It's a challenging market for investors ("CHALLENGING" means that you don't know what to do). If the stimulus package helps avoid recession, stocks should rise. If recession is already upon us, any rise will be false hope, because stocks would sink again. Paralyzed, we're reduced to platitudes: "It's too late to sell." "I buy and hold."
Buy-and-hold hasn't been a great solution. The market didn't recover much beyond the January 2000 peak. Over the past eight years, Standard & Poor's 500 stock index yielded a limp 1.66 percent a year.
On the other hand, trying to sell near the top and buy near the bottom doesn't work either, because you can't recognize those magic moments until they've passed. (There's a name for people who always jump in and out of the market at just the right time. They're known as liars.)
Fortunately, there is something you can do rather than stand helplessly by. You can diversify and rebalance. Both strategies add value and reduce risk. They also give you an action plan so you won't feel stuck.
When all the world's markets drop together, commentators like to claim that diversification doesn't work. They're wrong. Consider what's happened since the 2000 bubble burst.
While the S&P crawled, the MSCI EAFE index, covering stocks of the other developed countries, returned 5.3 percent a year, according to Morningstar, which tracks market data. Smaller U.S. stocks returned 10.8 percent. Emerging markets returned 15 percent. If you owned them all, you'd have shown reasonable results.
Aggressive investors often leave bonds out of the mix. Everyone "knows" they don't do as well as stocks. Well, here's a Wall Street surprise. Over the past eight years, intermediate-term Treasuries (maturing in one to 10 years) returned 6.8 percent a year—four times more than the S&P. As diversifiers, they worked, too, and brilliantly.
To diversify properly, you need to decide on an asset allocation—how much money to keep in stock funds (invested globally) and how much in bond funds. The general rule is to subtract your age from 110 and use that number as the percentage of your investments given to stocks. For example, if you're 40, your target should be 70 percent in stocks, 30 percent in bonds.
If stocks drop and are now worth less than 70 percent of your portfolio, sell some bonds and reinvest the proceeds in stocks at their lower price. When stocks rise, sell the portion that exceeds 70 percent and reinvest in bonds. Make these changes whenever your allocations get more than 5 percent out of line.
Rebalancing sounds simple, but it's hard emotionally. You have to take profits when stocks are hot and buy when they're in a funk. You won't do it if you're ruled by your hopes and fears. But if you shut your eyes and follow the formula, it will work. Professional investors rebalance regularly.
You can't work this strategy if you invest in individual stocks. Any one of them may be acting differently from the market as a whole. Allocators use mutual funds —ideally, index funds covering U.S. stocks and the universe of internationals. Life-cycle or target-date funds do the rebalancing for you.

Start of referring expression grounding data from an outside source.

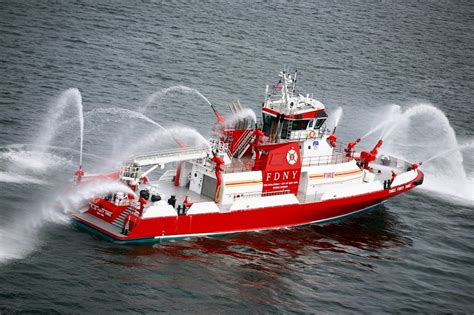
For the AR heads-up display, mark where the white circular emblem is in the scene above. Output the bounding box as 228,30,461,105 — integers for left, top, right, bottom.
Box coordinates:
286,148,298,165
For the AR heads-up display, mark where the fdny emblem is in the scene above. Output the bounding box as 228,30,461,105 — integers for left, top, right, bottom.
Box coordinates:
286,148,298,165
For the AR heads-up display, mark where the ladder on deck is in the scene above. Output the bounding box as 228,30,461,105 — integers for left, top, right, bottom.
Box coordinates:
286,121,293,139
233,129,255,159
111,206,135,229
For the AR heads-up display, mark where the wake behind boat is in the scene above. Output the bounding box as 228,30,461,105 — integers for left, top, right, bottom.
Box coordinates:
70,70,424,243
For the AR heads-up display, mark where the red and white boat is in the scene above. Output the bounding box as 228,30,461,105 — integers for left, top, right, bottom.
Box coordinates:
70,70,424,243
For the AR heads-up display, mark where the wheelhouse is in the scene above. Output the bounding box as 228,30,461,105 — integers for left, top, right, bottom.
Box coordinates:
262,110,328,141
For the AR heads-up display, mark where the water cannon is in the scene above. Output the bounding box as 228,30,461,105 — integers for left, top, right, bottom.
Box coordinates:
327,127,337,148
211,110,226,136
74,165,85,184
360,139,384,170
370,139,384,157
409,162,422,171
345,138,361,157
215,111,225,124
209,102,225,125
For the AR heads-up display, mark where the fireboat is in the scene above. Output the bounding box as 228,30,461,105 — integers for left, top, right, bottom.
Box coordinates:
70,70,424,243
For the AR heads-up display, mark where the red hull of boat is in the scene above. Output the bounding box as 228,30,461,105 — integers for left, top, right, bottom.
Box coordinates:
71,171,423,243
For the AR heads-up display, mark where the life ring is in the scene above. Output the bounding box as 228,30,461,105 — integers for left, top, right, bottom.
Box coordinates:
286,148,298,165
308,130,316,139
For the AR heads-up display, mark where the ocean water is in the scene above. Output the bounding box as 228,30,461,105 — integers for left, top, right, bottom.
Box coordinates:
0,1,473,313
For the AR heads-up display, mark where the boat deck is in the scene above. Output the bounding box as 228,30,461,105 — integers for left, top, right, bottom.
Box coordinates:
146,177,214,205
72,212,125,239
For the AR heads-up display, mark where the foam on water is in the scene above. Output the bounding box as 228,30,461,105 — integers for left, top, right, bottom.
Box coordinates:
0,220,42,263
0,184,70,264
0,179,133,264
0,181,66,264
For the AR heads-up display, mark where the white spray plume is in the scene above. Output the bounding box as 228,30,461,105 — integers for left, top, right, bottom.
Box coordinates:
36,88,84,167
378,102,473,205
142,85,213,113
225,108,257,127
58,180,136,211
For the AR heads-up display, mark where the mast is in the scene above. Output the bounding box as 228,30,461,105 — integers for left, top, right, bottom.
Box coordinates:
292,69,297,95
282,71,290,114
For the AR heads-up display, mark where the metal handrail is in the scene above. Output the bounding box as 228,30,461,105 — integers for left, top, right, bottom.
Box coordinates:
209,139,231,157
373,155,411,171
129,145,209,162
287,128,326,141
223,160,255,173
302,153,351,167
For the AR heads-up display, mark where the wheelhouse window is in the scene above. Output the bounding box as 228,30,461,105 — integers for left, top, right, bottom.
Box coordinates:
291,119,310,131
280,120,290,139
262,113,274,136
315,118,326,129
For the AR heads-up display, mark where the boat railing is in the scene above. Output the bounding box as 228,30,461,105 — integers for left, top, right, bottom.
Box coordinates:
223,159,255,173
287,128,326,141
130,145,209,161
223,151,351,172
373,155,411,171
209,138,232,158
124,145,210,168
302,152,351,167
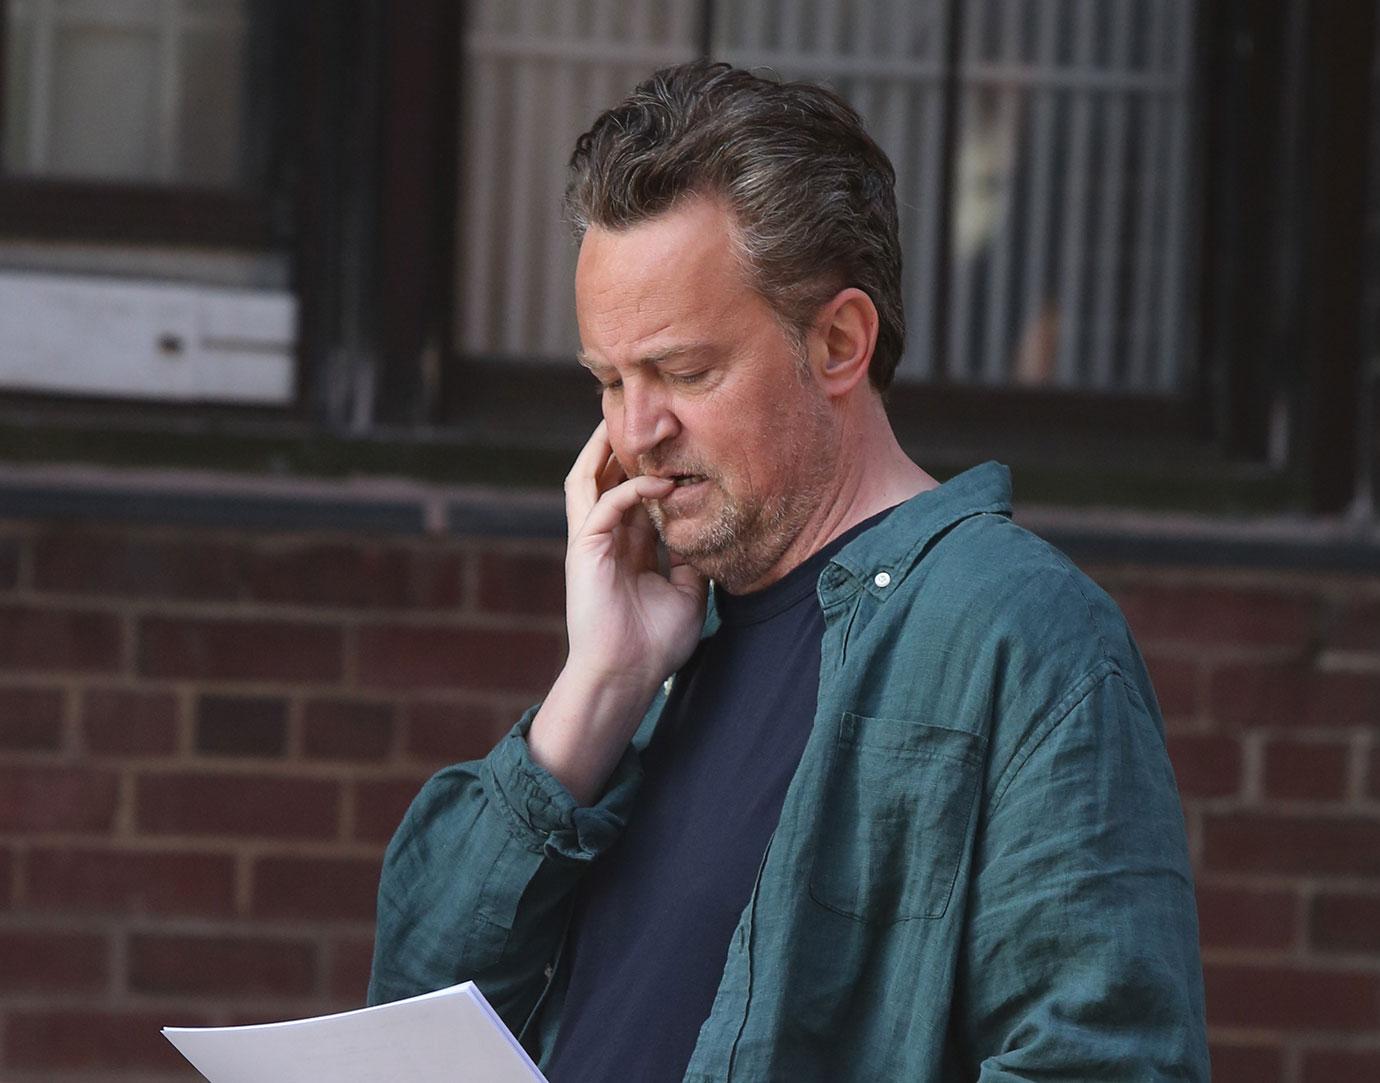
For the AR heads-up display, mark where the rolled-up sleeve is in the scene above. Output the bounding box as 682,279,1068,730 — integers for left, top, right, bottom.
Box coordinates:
368,706,643,1032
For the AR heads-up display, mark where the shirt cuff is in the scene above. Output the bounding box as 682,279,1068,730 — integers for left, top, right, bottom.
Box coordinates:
481,706,645,863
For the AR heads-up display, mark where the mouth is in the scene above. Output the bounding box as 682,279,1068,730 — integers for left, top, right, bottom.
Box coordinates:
646,473,710,513
644,471,708,488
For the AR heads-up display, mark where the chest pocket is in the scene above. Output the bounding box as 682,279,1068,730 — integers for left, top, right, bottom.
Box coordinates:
809,713,986,924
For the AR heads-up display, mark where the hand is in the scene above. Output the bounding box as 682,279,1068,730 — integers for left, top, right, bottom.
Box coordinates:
527,422,708,803
562,421,709,689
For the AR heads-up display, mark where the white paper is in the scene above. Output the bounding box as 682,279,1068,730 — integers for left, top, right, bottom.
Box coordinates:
162,981,548,1083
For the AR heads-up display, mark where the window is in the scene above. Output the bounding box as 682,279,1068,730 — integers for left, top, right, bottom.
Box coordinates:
0,0,297,406
2,0,1371,515
5,0,252,188
452,0,1198,398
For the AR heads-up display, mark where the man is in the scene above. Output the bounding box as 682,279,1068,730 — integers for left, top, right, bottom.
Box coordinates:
370,61,1208,1081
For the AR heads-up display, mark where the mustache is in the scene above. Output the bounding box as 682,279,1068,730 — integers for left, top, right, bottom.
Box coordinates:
636,453,715,479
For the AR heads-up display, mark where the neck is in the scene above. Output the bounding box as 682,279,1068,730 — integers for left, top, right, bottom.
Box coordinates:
738,394,937,593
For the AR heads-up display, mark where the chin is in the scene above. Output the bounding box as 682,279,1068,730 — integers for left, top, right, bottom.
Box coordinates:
652,517,716,560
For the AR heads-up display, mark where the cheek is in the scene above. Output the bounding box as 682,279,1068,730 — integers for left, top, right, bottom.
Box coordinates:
601,402,636,474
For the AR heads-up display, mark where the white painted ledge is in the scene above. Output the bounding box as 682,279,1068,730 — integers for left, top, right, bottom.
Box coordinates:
0,269,296,405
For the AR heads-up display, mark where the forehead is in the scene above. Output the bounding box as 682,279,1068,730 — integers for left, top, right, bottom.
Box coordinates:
574,198,758,357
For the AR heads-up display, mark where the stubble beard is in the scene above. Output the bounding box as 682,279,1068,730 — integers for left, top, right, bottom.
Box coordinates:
642,393,839,594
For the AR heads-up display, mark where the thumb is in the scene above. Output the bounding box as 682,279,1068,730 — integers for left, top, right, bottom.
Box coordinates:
668,554,709,601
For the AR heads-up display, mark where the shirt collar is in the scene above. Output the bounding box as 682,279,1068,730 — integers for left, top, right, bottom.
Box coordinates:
820,460,1013,605
702,461,1012,630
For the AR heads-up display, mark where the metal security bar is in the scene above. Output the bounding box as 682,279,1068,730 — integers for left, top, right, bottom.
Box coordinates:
715,0,952,383
454,0,699,361
951,0,1196,393
454,0,1198,397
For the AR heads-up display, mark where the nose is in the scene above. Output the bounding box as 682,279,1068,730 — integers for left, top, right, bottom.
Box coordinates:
614,380,680,462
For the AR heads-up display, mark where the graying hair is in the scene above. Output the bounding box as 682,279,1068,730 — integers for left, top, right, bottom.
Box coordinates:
564,60,905,391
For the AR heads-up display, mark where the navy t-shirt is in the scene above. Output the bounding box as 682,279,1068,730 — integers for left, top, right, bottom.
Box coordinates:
545,511,890,1082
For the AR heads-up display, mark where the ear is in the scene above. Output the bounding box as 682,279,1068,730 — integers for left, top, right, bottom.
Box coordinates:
811,287,879,399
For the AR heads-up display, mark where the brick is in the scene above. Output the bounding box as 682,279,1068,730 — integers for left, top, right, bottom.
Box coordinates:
1142,653,1198,721
0,535,19,589
1203,814,1380,877
33,532,245,600
405,699,512,763
1302,1049,1380,1083
0,605,123,673
476,550,565,616
328,935,376,1001
1203,963,1380,1030
137,773,340,839
248,543,464,609
1210,1043,1285,1083
1210,662,1302,727
358,624,562,692
0,765,119,832
1210,662,1380,729
82,687,179,755
7,1009,210,1070
1166,735,1241,798
1308,671,1380,726
252,855,380,921
195,693,289,757
1311,892,1380,953
138,616,343,682
354,779,426,843
1333,598,1380,652
1113,585,1315,649
1196,884,1297,950
302,698,394,761
129,932,316,996
1263,738,1351,800
0,685,65,751
27,847,236,916
0,929,108,991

It's simple to rebalance 401(k)s, IRAs and other tax-deferred accounts. You just move the money around. Taxable accounts are tougher because you owe taxes when you sell at a profit. Instead, rebalance slowly by putting all your new investment money into the asset that's fallen behind.
What might rebalancers do now? Sell bonds and lighten up on emerging markets while buying large international and S&P stocks. That's not a forecast. But for sure, markets that lagged will rise again.